Advantages of Extended Family:
- Financial security – There is no denying that modern life is expensive. Living in a multigenerational household can help to ease the financial strain. For example, a young couple may move in with one set of parents to save money on rent, making it possible for them to buy their own home in the future.Older generations may also live with younger relatives for the same reason. Grandparents or retired relatives may be struggling to make ends meet and living in an extended family household will provide them with greater financial security.
- Free childcare – Nursery fees can be extortionate and many young parents may not be able to afford childcare. In these circumstances, having grandparents or other relatives living in the family home can be beneficial. For instance, when a baby is born, the mom’s parents may move in with the family to help raise the baby and provide free childcare when needed.
- Close bonds – It can be easy to fall out of touch with our extended family members, especially if close bonds weren’t formed during childhood. A multi-generational family structure can help to strengthen bonds and positive relationships can flourish between everyone in the family unit.
- Pass-down cultural values – When you live with your parents, grandparents and other older relatives, strong family values and cultural belief systems can easily be passed from one generation to the next. For example, grandparents can share stories from their childhood, help to model parenting values to their children and build a strong sense of family.
Disadvantages of the Extended Family
- Less independence – Living with the extended family can be difficult for young couples who crave their independence. Newlyweds may want the space to start their married life and living with other family members can make this challenging.
- Not enough space – Even if everyone in the extended family has their own bedroom, there may not be enough space in the house for everyone to live comfortably. When you feel like you are living on top of each other and having to deal with other people’s mess, tensions can build inside the home.
- Uneven distribution of labor – Living in a large family unit can be wonderful, but only if everyone pulls their weight. When roles are not clearly defined, certain family members may take advantage, becoming lazy and causing others in the house to become frustrated and resentful.
- Arguments over inheritance – If a will has not been written, when a member of the extended family dies, their assets will be divided between their legal immediate family members. The immediate family is not the same as the extended family, it only includes a person’s parents, spouse and children.
Arguments over inheritance can occur when members of the extended family feel like they were closer to the deceased and deserve more than the legal immediate family members. The best thing to do if you live in an extended family is to clearly state in a legal will how you wish your possessions to be divided.
The Best Family Structure?
While there are some downsides to the extended family, there are many more positives to this family structure.
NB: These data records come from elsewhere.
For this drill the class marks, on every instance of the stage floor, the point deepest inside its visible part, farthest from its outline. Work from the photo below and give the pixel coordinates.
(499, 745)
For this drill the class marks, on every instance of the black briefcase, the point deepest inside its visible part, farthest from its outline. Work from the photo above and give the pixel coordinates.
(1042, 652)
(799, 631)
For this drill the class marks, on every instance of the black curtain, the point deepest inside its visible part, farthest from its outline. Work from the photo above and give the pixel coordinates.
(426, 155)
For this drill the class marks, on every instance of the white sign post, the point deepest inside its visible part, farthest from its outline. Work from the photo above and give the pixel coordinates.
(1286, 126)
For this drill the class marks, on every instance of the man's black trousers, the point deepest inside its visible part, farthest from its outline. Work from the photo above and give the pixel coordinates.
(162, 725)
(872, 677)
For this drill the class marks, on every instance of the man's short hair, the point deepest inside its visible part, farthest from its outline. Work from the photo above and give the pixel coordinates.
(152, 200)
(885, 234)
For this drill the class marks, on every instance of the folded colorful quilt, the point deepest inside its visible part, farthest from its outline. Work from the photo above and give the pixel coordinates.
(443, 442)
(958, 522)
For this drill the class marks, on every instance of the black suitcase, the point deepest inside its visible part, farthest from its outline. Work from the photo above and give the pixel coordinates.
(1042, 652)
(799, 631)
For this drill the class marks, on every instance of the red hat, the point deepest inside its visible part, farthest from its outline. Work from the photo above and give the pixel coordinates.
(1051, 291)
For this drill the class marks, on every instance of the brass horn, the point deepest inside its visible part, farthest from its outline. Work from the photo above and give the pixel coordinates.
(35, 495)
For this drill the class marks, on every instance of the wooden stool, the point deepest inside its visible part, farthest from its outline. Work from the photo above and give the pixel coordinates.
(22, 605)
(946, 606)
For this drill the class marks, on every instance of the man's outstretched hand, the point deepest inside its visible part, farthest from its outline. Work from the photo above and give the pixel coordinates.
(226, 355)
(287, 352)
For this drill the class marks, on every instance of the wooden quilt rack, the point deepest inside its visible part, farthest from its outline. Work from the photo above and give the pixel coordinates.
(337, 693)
Extended families include relatives of all different ages and each generation can bring something unique and meaningful to the household.
Children growing up in a multi-generational household have the advantage of spending daily quality time with their grandparents. Also, if there are several children living in the same house – such as cousins – this can lead to a childhood full of fun and excitement.
Every family structure has its own pros and cons, no one set up is better than the next. That being said, the extended family remains the standard family structure in many parts of the world and is growing in popularity here in the US.